\section{Inter-subject registration on the NIMH T1w dataset}
\label{sec:nimh_t1}

The National Institute of Mental Health (NIMH) Data Archive uses human subject data collected from hundreds of research projects across many scientific domains.
We use the Research Volunteer Dataset that characterizes healthy adult research volunteers in clinical assessments using mood-related psychometrics, cognitive function neurophysiological tests, structural and functional MRI, DRI, and MEG.
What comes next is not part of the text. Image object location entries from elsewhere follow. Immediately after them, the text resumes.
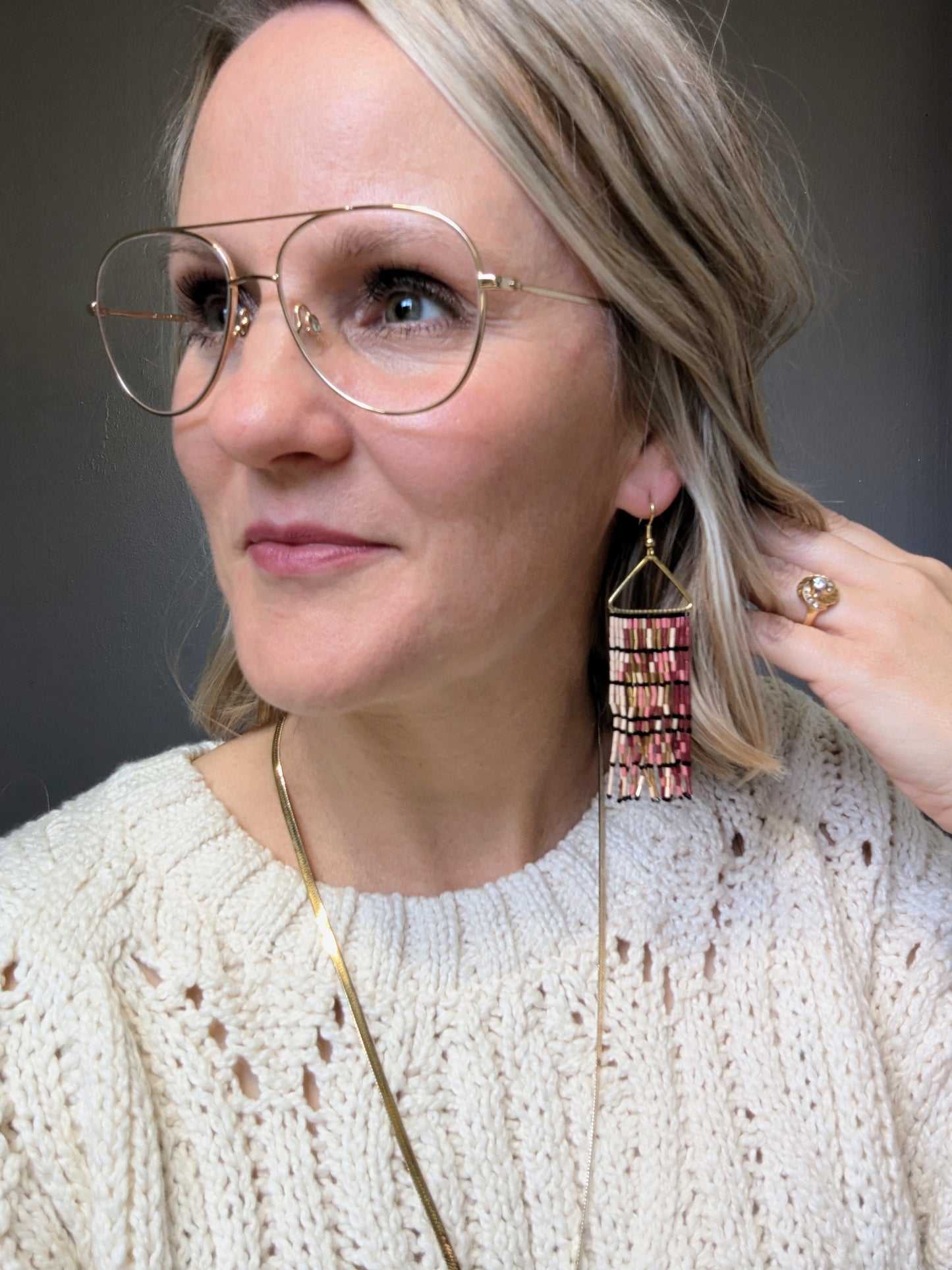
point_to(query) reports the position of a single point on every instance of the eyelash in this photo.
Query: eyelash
(196, 289)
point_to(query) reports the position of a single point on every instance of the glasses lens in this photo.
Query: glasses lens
(383, 304)
(163, 308)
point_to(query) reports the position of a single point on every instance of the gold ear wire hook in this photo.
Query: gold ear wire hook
(649, 536)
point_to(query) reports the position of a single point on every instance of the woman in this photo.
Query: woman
(412, 542)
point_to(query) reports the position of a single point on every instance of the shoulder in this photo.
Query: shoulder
(68, 870)
(883, 865)
(829, 782)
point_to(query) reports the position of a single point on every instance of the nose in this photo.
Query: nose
(269, 404)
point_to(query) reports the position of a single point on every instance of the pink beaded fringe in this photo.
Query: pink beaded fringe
(649, 694)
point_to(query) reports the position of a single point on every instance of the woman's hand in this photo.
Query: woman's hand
(882, 658)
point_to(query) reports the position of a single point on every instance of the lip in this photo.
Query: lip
(306, 548)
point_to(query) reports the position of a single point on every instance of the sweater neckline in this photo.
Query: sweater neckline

We use a subset of the T1w MRI dataset for inter-subject registration.

T1w MRI provides excellent gray/white matter contrast, and is routinely used for structural segmentation, and morphometry.
Similar to most methods, we use overlap of cortical and subcortical structures for evaluation.
The LUMIR challenge's evaluation protocol uses a tool called SLANT ~\citep{slant} that uses a deep learning model to segment a T1 MRI scan into 133 labels based on the BrainCOLOR protocol ~\citep{braincolor}.
However, there are a few issues with using SLANT for evaluation. 
% too many labels
\textit{First}, SLANT produces 133 labels, but is trained only on 45 T1-weighted MRI scans from the OASIS dataset.  
This can lead to a significant lack of generalization to other modalities like T2w, T2*, FLAIR, and Ultra High Field (UHF) MRI.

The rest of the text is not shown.